In this present case, the Delaware Supreme Court ruled as follows.
- Adverse Modification of Williams Board Recommendation for $1.48 Billion Termination Fee: The Delaware Supreme Court rejected ETE’s claim that subsequent public statements made by Williams constituted an adverse change in the approval of the merger by Williams, emphasizing that the explicit language of the Merger Agreement required an adverse modification to the recommendation by the Williams board of directors, which it found did not occur. The Court affirmed the Court of Chancery’s decision that ETE’s reading of the Merger Agreement was unreasonable and that Williams’s actions did not warrant awarding ETE the Merger termination fee.
- Breach of Merger Agreement’s Efforts Obligations: ETE also claimed that Williams violated the Efforts Obligations and Ordinary Course Covenant of the Merger Agreement—which required the parties exercise reasonable best efforts to consummate the merger—based on actions of its CEO and thus was not entitled to be reimbursed for the WPZ termination fee.
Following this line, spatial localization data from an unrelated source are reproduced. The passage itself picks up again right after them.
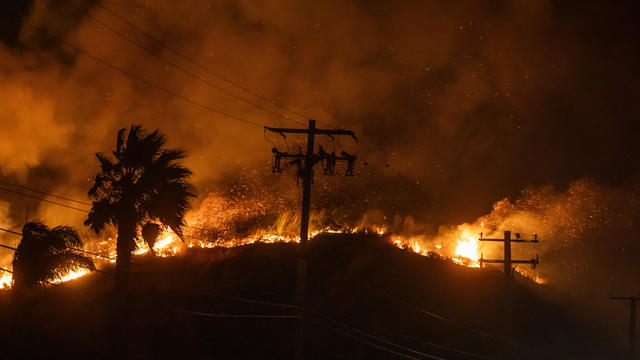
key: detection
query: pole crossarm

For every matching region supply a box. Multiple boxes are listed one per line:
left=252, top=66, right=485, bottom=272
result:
left=265, top=119, right=358, bottom=360
left=479, top=238, right=539, bottom=243
left=265, top=125, right=356, bottom=139
left=478, top=231, right=541, bottom=274
left=268, top=120, right=358, bottom=178
left=480, top=256, right=539, bottom=269
left=479, top=232, right=539, bottom=243
left=480, top=259, right=538, bottom=265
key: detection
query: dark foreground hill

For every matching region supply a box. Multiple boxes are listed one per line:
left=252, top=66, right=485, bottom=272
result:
left=0, top=233, right=621, bottom=359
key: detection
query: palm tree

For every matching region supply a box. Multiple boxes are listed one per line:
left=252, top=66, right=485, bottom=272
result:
left=141, top=222, right=163, bottom=256
left=84, top=125, right=194, bottom=292
left=12, top=220, right=95, bottom=289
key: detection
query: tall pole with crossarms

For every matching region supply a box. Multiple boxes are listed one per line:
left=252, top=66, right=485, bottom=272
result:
left=265, top=119, right=357, bottom=360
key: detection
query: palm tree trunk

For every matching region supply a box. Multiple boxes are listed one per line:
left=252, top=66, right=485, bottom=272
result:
left=115, top=220, right=136, bottom=295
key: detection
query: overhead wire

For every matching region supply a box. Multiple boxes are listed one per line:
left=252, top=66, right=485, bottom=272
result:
left=0, top=186, right=90, bottom=213
left=0, top=182, right=220, bottom=246
left=0, top=182, right=230, bottom=252
left=0, top=179, right=91, bottom=206
left=0, top=239, right=112, bottom=276
left=307, top=316, right=426, bottom=360
left=0, top=227, right=116, bottom=262
left=91, top=0, right=311, bottom=122
left=61, top=0, right=305, bottom=127
left=308, top=311, right=446, bottom=360
left=188, top=287, right=494, bottom=359
left=192, top=289, right=300, bottom=309
left=369, top=322, right=499, bottom=360
left=129, top=301, right=300, bottom=319
left=311, top=303, right=498, bottom=360
left=390, top=296, right=574, bottom=360
left=21, top=20, right=264, bottom=129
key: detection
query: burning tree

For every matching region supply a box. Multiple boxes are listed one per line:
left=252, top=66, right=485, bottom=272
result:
left=12, top=220, right=95, bottom=289
left=84, top=125, right=194, bottom=293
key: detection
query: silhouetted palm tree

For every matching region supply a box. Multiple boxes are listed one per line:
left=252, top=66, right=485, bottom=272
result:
left=12, top=220, right=95, bottom=289
left=141, top=222, right=163, bottom=256
left=84, top=125, right=194, bottom=292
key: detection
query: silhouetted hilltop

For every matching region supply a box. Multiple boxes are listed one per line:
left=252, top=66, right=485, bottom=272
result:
left=0, top=232, right=620, bottom=359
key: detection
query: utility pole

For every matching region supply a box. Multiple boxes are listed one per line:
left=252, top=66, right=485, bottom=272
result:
left=610, top=293, right=639, bottom=358
left=479, top=231, right=540, bottom=279
left=479, top=231, right=540, bottom=359
left=265, top=119, right=357, bottom=360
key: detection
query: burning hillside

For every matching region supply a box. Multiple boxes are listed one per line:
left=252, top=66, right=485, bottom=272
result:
left=0, top=231, right=620, bottom=359
left=2, top=177, right=632, bottom=289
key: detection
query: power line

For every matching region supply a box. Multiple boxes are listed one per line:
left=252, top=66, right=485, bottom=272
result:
left=0, top=227, right=115, bottom=261
left=0, top=243, right=17, bottom=251
left=22, top=20, right=264, bottom=129
left=0, top=186, right=90, bottom=213
left=391, top=296, right=573, bottom=360
left=373, top=323, right=498, bottom=360
left=0, top=227, right=20, bottom=236
left=307, top=316, right=426, bottom=360
left=314, top=304, right=498, bottom=360
left=61, top=0, right=304, bottom=127
left=193, top=290, right=301, bottom=309
left=129, top=301, right=300, bottom=319
left=0, top=240, right=108, bottom=275
left=309, top=311, right=446, bottom=360
left=390, top=297, right=498, bottom=340
left=193, top=287, right=494, bottom=360
left=92, top=0, right=311, bottom=123
left=0, top=183, right=220, bottom=247
left=68, top=247, right=115, bottom=261
left=0, top=179, right=91, bottom=206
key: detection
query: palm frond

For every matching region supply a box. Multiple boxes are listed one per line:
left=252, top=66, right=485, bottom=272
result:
left=84, top=200, right=116, bottom=234
left=49, top=225, right=83, bottom=248
left=13, top=220, right=94, bottom=288
left=86, top=124, right=195, bottom=290
left=114, top=127, right=127, bottom=159
left=141, top=222, right=163, bottom=255
left=141, top=180, right=194, bottom=239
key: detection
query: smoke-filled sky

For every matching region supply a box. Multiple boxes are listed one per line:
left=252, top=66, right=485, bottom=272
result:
left=1, top=0, right=640, bottom=314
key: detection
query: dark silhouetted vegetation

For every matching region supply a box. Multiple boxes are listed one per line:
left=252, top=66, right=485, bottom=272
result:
left=12, top=220, right=94, bottom=289
left=141, top=222, right=163, bottom=256
left=85, top=124, right=194, bottom=292
left=0, top=233, right=622, bottom=359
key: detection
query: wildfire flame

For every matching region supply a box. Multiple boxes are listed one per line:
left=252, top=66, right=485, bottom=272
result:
left=0, top=215, right=545, bottom=289
left=453, top=235, right=480, bottom=267
left=0, top=272, right=12, bottom=289
left=51, top=268, right=90, bottom=284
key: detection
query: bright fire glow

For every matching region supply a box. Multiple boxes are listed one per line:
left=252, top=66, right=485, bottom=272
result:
left=453, top=235, right=480, bottom=267
left=0, top=272, right=12, bottom=289
left=51, top=268, right=90, bottom=284
left=0, top=219, right=545, bottom=290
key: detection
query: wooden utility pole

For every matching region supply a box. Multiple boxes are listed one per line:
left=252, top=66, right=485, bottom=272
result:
left=479, top=231, right=539, bottom=279
left=610, top=294, right=638, bottom=358
left=265, top=119, right=357, bottom=360
left=479, top=231, right=540, bottom=359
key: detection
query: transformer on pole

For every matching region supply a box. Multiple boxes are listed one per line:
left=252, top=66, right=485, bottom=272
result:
left=265, top=119, right=357, bottom=360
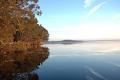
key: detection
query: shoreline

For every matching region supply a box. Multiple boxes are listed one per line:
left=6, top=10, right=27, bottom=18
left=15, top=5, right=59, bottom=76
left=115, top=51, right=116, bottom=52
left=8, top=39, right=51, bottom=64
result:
left=0, top=41, right=44, bottom=51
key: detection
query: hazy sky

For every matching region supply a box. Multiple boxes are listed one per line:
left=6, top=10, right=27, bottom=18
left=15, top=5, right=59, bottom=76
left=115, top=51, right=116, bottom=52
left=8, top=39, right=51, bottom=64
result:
left=37, top=0, right=120, bottom=40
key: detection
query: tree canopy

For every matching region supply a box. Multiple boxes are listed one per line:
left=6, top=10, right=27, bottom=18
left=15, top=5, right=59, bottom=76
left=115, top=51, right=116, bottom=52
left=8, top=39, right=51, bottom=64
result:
left=0, top=0, right=49, bottom=43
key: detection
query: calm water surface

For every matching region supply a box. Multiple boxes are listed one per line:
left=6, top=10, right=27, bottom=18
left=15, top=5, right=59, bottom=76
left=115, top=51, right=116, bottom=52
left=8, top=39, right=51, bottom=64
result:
left=36, top=41, right=120, bottom=80
left=1, top=41, right=120, bottom=80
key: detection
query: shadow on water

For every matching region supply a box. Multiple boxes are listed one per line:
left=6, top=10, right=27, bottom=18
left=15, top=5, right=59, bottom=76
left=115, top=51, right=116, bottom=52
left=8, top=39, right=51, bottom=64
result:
left=0, top=47, right=49, bottom=80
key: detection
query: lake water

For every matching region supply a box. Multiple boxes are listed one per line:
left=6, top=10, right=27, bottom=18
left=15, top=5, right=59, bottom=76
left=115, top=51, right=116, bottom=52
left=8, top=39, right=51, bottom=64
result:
left=1, top=41, right=120, bottom=80
left=36, top=41, right=120, bottom=80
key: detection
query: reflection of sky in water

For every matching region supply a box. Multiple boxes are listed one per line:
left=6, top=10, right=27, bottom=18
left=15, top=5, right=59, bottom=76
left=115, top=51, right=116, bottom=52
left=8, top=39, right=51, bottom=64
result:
left=45, top=41, right=120, bottom=58
left=37, top=41, right=120, bottom=80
The Delaware Supreme Court held that the Court of Chancery was correct to dismiss this claim, emphasizing that ETE “failed to prove Williams materially breached” this covenant.
- Application of Section 4.01(b)(v) of Parent Disclosure Letter to ETE’s Preferred Offering: ETE also argued that the Preferred Offering did not breach the Merger Agreement, which affected whether Williams would be reimbursed for the WPZ termination fee. The key issue was the interpretation of certain exceptions to some covenants in the Merger Agreement restricting ETE’s ability to issue equity securities. The Delaware Supreme Court agreed with the Court of Chancery’s finding that the contract language was ambiguous and deferred to the lower court’s determination that extrinsic evidence supported Williams’s interpretation on this issue.
- Award of Attorney’s Fees under Fee-Shifting Provision: Finally, ETE challenged the Court of Chancery’s approval of an award of more than $85 million in attorney’s fees to Williams under the fee-shifting provision relating to recoupment of the WPZ termination fee, by arguing, among other things, that the award was unreasonable because it was calculated based on a contingency agreement. After a detailed analysis, the Delaware Supreme Court found that the “Court of Chancery’s award of attorney’s fees and interest was not an abuse of discretion.”
In conclusion, the Delaware Supreme Court affirmed “the Court of Chancery’s well-reasoned opinions” and judgment that ETE must reimburse Williams for the WPZ termination fee and pay its attorney’s fees.